Di 11. Okt 2022, 20:31

AufDerSonne hat geschrieben :
Di 11. Okt 2022, 19:35
Aber was ist dann mit Hausarbeit, die immer noch unbezahlt ist?
Sollte sie denn bezahlt werden? Von wem? Warum?



Als ich vierzehn war, war mein Vater so unwissend. Ich konnte den alten Mann kaum in meiner Nähe ertragen. Aber mit einundzwanzig war ich verblüfft, wieviel er in sieben Jahren dazu gelernt hatte. (Mark Twain)

Benutzeravatar
Jörn Budesheim
Beiträge: 23272
Registriert: Mi 19. Jul 2017, 09:24
Wohnort: Kassel
Kontaktdaten:

Di 11. Okt 2022, 20:32

Wenn du das Stichwort Muße in der Suche eingibst, wirst du sehen, dass es dazu bereits einige Beiträge gibt.

"Ich stelle mir Müßigang ungefähr so vor:

Einen langen Morgen verbringen mit Lesen und Schreiben, wer mag kann auch meditieren. Nach der Morgentoilette verläßt man das Haus ohne Ziel, geht vielleicht in die Stadt zum Bummeln oder in den Park, ein Buch hat man natürlich immer dabei. Hat man Geld in der Tasche, kann man zum Essen irgendwo einkehren. Wer Alkohol trinkt, genehmigt sich hier ein kleines Glas Wein :-) oder ein schönes Bier. Apfelschorle tut es auch.

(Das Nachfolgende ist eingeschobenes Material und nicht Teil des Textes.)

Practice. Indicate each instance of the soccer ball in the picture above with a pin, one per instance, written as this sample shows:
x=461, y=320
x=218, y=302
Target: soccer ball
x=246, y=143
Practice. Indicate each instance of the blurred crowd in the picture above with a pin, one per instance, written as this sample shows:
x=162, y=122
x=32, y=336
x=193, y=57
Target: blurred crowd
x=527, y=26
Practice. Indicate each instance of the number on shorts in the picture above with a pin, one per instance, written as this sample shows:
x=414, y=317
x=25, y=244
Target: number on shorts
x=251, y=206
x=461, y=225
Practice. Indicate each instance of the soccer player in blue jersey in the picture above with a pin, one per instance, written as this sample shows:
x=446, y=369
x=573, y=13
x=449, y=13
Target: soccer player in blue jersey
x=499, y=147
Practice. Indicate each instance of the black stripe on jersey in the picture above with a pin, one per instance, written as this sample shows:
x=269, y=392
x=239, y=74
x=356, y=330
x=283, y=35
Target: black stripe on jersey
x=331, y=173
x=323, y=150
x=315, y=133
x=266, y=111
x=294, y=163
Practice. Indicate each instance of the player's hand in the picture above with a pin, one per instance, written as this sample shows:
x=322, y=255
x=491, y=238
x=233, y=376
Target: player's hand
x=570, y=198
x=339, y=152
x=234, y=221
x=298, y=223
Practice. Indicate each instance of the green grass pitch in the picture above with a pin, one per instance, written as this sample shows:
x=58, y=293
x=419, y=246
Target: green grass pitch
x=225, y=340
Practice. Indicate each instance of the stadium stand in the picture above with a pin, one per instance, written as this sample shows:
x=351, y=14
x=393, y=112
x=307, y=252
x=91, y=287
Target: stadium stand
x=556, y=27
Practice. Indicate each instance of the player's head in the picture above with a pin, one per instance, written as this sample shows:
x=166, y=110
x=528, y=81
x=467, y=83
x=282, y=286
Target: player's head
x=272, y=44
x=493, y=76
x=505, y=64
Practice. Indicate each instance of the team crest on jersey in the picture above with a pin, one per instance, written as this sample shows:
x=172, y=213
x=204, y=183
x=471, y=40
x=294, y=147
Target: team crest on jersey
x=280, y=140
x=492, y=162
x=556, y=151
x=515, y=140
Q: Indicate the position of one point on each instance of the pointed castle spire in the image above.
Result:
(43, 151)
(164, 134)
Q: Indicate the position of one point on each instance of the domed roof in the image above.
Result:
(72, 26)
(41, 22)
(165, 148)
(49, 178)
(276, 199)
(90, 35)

Danach besucht man die Kunsthalle und guckt, was im Angebot ist, man besucht die Ausstellung, wenn sie einen neugierig macht. Man kann aber auch in der Kunsthallen-Buchhandlung nach Nahrungsmitteln suchen. Menschen, die gerne tagsüber schlafen, können auch Zuhause ein Nickerchen machen. Vielleicht besorgt man noch, was man für den Kühlschrank braucht ... und abends geht man ins Theater, zu einer Ausstellungseröffnung, in ein Konzert oder zu einem Künstlergespräch. Ist das Wetter gut, kann man den Abend auch im Park verbringen und sich die anderen Leute anschauen - und nebenbei lesen oder was im Philosophie-Forum posten.

Das alles tut man nicht, um den Akku aufzuladen, sondern es stellt einen inneren Wert in sich dar. Man arbeitet, um das tun zu können."




Benutzeravatar
AufDerSonne
Beiträge: 1236
Registriert: Do 1. Sep 2022, 19:44

Di 11. Okt 2022, 20:47

Lucian Wing hat geschrieben :
Di 11. Okt 2022, 20:31
AufDerSonne hat geschrieben :
Di 11. Okt 2022, 19:35
Aber was ist dann mit Hausarbeit, die immer noch unbezahlt ist?
Sollte sie denn bezahlt werden? Von wem? Warum?
Damit die Hausfrau oder Hausmann finanziell nicht abhängig ist vom arbeitenden Partner?



Ohne Gehirn kein Geist!

Benutzeravatar
AufDerSonne
Beiträge: 1236
Registriert: Do 1. Sep 2022, 19:44

Di 11. Okt 2022, 20:50

Jörn Budesheim hat geschrieben :
Di 11. Okt 2022, 20:32
Wenn du das Stichwort Muße in der Suche eingibst, wirst du sehen, dass es dazu bereits einige Beiträge gibt.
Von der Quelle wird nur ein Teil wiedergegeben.